The impression which he made upon me now was only one of great goodnature. I wondered why, recalling our first meeting, I had been so eerily moved.
Then I looked into his eyes and again that strange, haunted feeling crept over me, as it had done that evening upon the stairs.
His eyes were so large that I fancied their unusualness must be caused by the lenses of his glasses, or perhaps by a trick of the shadows. Yet there was something in their expression which I was unable to fathom. Could it be drugs? No, for there was a look of grandeur about them. They baffled me. We humans, who trust so innocently to our sight, we are all so pitifully blind I…
This was only the first of many evenings spent with Nathaniel Broome. Diffidently, almost timidly at first, our acquaintance then ripened into a quiet friendship.
What I am most conscious of having gathered from him is beauty; beauty in the commonplace; beauty in the song of a sparrow; beauty in the drowsy hum of the city's impersonal noises.
Nathaniel Broome changed my outlook upon life until we together saw "no longer blinded by our eyes."
The low, quiet tone of his magnetic voice lent a magic to his strange un-usualness; his great, expressive hands shaping the gestures of his speech.
When I listened to him talking I seemed to be swept up, enveloped in his personality. I felt as a child must feel when a playful senior stoops and smothers it in the skirts of his overcoat I felt helpless, yet cared for. I was strangely happy.
And, more than his voice, his eyes, always his eyes, sometimes a little terrifying to me even now, held the secret fascination of his remarkable character.
That immobile face; that calm, inscrutable Buddha. Behind his huge, horn-rimmed spectacles those great, kindly eyes of his beamed in gentle merriment at some jest or some quaint conceit of his fancy.
He showed me once the portrait of a young girl — a dark-haired, hauntingly beautiful child.
"My daughter," he replied to my look of inquiry, putting the photograph back into the drawer of his writing-table. I knew that he was a widower and, for some reason, by his manner perhaps, I supposed that his daughter was dead, too.
Naturally, I did not press him for these confidences. The subject seemed to move him so deeply that, after he had once spoken, I had never voluntarily mentioned it of my own accord. If he told me about himself it was because he felt the need of companionship, the want of a sympathetic ear.
III
One morning — it was a holiday, one of those rare occasions when one is permitted to enjoy the meagre privilege of seeing his home surroundings by the unfamiliar light of day — Mrs. Muzzard rapped sharply at my door.
"Mr. Scrimgeour, for heaven's sake come and see what can have happened to Mr. Broome.
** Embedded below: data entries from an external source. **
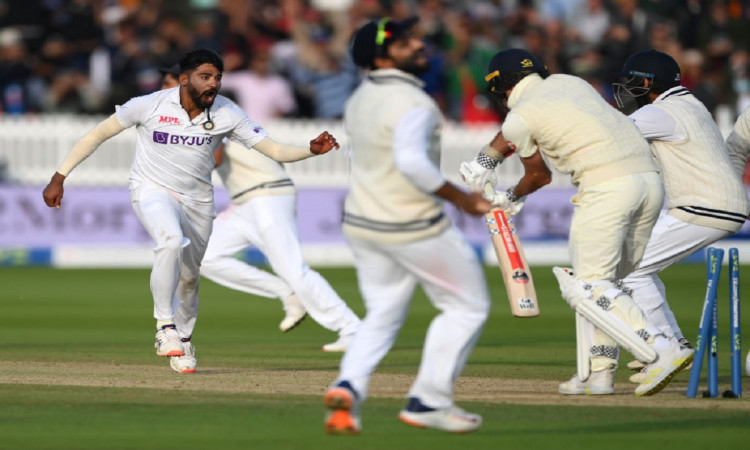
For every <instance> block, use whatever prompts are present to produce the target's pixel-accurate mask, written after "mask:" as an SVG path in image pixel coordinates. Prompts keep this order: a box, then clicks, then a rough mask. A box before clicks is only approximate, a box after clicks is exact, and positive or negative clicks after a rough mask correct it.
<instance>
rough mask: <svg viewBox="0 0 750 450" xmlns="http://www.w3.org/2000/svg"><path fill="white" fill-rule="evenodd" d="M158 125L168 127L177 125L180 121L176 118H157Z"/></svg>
mask: <svg viewBox="0 0 750 450" xmlns="http://www.w3.org/2000/svg"><path fill="white" fill-rule="evenodd" d="M159 123H168V124H170V125H179V124H180V119H178V118H177V117H169V116H159Z"/></svg>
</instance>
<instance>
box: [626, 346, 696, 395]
mask: <svg viewBox="0 0 750 450" xmlns="http://www.w3.org/2000/svg"><path fill="white" fill-rule="evenodd" d="M694 354H695V350H693V349H692V348H687V347H685V346H683V345H680V344H679V343H678V342H677V341H676V340H675V339H669V348H667V349H666V350H663V351H661V352H659V358H658V359H657V360H656V361H655V362H653V363H651V364H648V365H647V366H646V367H644V369H643V371H644V373H645V376H646V377H645V379H644V380H643V381H642V382H641V384H640V385H638V387H637V388H635V395H637V396H638V397H645V396H648V395H654V394H656V393H657V392H659V391H661V390H662V389H664V388H665V387H667V385H668V384H669V382H670V381H672V378H674V376H675V375H677V374H678V373H679V372H680V371H682V370H684V369H685V368H686V367H687V366H689V365H690V364H692V362H693V355H694Z"/></svg>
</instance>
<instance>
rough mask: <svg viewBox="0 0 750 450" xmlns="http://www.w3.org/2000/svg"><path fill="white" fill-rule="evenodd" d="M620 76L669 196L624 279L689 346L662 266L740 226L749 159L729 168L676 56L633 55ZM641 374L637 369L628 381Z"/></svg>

I've knocked and knocked at his door, but I can't get no answer."
"He's probably asleep still," I replied. "I wouldn't disturb him yet, Mrs. Muzzard."
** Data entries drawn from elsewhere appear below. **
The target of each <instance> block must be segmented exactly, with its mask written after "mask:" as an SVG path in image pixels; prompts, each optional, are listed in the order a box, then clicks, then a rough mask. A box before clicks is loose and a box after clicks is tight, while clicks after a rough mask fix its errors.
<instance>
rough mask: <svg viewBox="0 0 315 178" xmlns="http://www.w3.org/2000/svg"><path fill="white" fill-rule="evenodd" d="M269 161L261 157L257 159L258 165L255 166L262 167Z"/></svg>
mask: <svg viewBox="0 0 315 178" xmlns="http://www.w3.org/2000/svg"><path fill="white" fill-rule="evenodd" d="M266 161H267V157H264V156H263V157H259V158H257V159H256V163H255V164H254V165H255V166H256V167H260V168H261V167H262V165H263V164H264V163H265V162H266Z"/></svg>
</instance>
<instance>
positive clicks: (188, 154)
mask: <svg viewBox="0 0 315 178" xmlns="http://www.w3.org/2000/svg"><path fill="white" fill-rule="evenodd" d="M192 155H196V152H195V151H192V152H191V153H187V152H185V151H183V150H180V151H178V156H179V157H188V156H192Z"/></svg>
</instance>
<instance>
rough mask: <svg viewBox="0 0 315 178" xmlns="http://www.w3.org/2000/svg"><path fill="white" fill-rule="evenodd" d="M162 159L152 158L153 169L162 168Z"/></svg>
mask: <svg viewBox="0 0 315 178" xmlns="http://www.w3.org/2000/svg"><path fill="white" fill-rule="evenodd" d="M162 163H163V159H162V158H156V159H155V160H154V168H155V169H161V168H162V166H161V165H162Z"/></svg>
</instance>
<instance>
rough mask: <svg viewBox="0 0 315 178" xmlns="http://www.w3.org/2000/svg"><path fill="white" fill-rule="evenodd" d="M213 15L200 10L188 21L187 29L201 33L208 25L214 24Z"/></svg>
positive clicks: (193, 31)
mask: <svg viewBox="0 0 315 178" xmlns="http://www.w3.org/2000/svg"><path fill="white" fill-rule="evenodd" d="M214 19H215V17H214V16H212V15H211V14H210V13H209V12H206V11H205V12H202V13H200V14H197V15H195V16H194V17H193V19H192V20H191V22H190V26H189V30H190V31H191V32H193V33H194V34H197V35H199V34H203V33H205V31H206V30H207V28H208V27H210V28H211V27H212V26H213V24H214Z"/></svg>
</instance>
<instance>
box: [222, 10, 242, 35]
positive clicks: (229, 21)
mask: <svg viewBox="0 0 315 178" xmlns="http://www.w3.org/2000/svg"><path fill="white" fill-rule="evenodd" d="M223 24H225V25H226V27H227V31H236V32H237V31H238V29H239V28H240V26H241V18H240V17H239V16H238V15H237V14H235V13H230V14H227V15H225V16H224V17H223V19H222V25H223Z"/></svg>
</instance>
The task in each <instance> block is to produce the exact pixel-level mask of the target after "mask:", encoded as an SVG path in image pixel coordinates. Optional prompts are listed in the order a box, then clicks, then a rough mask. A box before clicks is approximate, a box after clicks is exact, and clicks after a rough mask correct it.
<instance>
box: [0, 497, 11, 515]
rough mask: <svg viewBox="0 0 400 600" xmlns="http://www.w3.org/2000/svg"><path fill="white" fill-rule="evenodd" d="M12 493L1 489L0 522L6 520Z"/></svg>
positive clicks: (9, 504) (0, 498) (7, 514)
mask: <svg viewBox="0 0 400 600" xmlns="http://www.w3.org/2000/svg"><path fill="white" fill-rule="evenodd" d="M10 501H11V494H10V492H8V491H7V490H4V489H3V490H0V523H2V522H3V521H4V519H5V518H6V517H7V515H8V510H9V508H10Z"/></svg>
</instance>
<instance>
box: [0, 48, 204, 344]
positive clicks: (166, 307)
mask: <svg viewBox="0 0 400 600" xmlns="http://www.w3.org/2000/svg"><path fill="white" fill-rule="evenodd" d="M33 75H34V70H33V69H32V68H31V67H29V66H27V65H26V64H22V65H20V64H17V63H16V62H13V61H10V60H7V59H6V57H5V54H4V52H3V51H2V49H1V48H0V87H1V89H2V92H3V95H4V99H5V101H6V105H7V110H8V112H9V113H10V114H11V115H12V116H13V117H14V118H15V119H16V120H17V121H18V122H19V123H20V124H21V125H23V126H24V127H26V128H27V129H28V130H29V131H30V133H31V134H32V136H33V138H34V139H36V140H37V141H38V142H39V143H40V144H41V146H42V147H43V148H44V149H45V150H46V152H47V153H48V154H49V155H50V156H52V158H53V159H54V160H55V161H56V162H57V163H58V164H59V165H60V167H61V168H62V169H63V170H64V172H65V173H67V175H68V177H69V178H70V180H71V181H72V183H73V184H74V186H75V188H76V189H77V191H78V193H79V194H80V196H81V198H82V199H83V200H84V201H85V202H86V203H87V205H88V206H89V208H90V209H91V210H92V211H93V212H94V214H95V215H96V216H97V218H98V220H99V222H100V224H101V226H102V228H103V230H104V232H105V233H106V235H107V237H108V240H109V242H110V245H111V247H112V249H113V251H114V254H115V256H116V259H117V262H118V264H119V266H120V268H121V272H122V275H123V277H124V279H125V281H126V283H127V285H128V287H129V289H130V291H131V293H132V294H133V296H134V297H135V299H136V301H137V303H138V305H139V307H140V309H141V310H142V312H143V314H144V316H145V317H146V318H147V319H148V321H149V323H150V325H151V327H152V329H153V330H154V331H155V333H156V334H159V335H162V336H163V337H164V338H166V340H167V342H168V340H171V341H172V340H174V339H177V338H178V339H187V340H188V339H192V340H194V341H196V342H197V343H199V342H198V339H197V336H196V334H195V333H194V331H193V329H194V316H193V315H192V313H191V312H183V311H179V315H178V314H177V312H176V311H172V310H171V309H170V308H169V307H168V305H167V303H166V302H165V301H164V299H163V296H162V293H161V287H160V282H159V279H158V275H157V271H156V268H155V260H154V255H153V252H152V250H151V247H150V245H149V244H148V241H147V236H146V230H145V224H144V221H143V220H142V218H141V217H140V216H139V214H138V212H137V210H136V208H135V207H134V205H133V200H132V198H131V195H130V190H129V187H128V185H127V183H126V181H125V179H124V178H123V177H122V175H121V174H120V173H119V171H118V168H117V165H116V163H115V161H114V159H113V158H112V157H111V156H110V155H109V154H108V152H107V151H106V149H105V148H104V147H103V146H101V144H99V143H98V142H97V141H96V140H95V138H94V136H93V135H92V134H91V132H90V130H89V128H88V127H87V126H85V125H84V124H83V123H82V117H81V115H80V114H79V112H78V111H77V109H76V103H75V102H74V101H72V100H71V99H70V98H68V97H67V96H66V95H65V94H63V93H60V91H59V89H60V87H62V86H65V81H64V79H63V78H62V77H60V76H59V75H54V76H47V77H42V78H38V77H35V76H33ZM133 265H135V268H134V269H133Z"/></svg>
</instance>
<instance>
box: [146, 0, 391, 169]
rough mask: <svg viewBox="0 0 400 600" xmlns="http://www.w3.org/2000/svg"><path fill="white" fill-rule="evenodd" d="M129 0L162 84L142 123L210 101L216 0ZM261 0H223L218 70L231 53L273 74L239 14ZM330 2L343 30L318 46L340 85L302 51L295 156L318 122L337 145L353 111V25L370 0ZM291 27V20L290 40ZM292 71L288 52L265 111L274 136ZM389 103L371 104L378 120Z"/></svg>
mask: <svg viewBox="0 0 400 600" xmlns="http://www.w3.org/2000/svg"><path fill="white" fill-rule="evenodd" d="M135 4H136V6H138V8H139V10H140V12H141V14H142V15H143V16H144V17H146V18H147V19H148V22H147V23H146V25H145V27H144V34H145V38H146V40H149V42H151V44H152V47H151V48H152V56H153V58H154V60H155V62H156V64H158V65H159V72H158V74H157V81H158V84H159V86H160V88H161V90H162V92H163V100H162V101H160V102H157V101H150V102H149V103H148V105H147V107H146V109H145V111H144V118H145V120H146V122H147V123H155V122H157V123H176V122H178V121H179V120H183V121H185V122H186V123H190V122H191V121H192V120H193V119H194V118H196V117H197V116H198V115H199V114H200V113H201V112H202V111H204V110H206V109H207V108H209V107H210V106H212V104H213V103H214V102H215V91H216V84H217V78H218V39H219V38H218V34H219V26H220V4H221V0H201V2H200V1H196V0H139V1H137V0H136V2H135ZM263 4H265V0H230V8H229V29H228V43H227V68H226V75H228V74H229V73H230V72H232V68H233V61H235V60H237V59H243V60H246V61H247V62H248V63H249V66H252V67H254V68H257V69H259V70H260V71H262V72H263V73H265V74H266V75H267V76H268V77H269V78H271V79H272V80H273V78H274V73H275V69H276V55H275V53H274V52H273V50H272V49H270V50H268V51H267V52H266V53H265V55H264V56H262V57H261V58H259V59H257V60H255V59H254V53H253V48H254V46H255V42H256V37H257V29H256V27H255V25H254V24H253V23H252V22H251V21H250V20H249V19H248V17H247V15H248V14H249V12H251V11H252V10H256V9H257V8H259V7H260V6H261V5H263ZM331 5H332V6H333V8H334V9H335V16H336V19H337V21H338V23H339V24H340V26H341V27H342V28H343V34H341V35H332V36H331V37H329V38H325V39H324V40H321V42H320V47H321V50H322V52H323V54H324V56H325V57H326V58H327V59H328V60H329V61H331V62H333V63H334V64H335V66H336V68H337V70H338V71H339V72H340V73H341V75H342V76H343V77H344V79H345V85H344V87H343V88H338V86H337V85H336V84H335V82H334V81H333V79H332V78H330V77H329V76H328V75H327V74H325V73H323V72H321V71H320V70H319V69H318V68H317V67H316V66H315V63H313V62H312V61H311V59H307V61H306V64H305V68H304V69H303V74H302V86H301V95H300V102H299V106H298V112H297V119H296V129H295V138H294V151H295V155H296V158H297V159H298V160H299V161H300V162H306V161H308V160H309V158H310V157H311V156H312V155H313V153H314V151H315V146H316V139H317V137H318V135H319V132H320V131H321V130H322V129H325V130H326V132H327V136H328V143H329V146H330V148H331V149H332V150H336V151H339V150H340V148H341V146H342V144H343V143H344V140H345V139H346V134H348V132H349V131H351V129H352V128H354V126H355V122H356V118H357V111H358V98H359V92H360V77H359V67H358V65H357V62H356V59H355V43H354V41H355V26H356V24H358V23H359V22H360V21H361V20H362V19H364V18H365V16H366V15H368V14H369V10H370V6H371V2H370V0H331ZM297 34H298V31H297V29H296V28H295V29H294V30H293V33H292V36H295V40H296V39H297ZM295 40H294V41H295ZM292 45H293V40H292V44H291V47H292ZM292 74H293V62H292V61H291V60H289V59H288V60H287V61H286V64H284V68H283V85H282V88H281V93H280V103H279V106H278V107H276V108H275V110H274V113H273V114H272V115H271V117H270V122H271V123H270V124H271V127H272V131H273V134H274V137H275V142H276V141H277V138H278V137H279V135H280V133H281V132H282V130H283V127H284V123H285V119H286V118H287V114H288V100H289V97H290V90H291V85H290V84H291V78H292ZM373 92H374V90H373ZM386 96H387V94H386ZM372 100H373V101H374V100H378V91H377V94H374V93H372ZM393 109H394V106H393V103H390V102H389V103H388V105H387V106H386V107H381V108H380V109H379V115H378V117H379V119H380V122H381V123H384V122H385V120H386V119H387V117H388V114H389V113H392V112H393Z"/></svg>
"Oh, Mr. Scrimgeour, I don't think he's asleep! Please come and try to get him to talk to you. I'm… terribly frightened of him and those creepy eyes of his. You mark my words, Mr. Scrimgeour, there's something uncanny about that terrible man! Oh, why did I ever let him have me room! Why did I ever let him come into me house? Him with his strange ways, talking to departed sperits all night long!"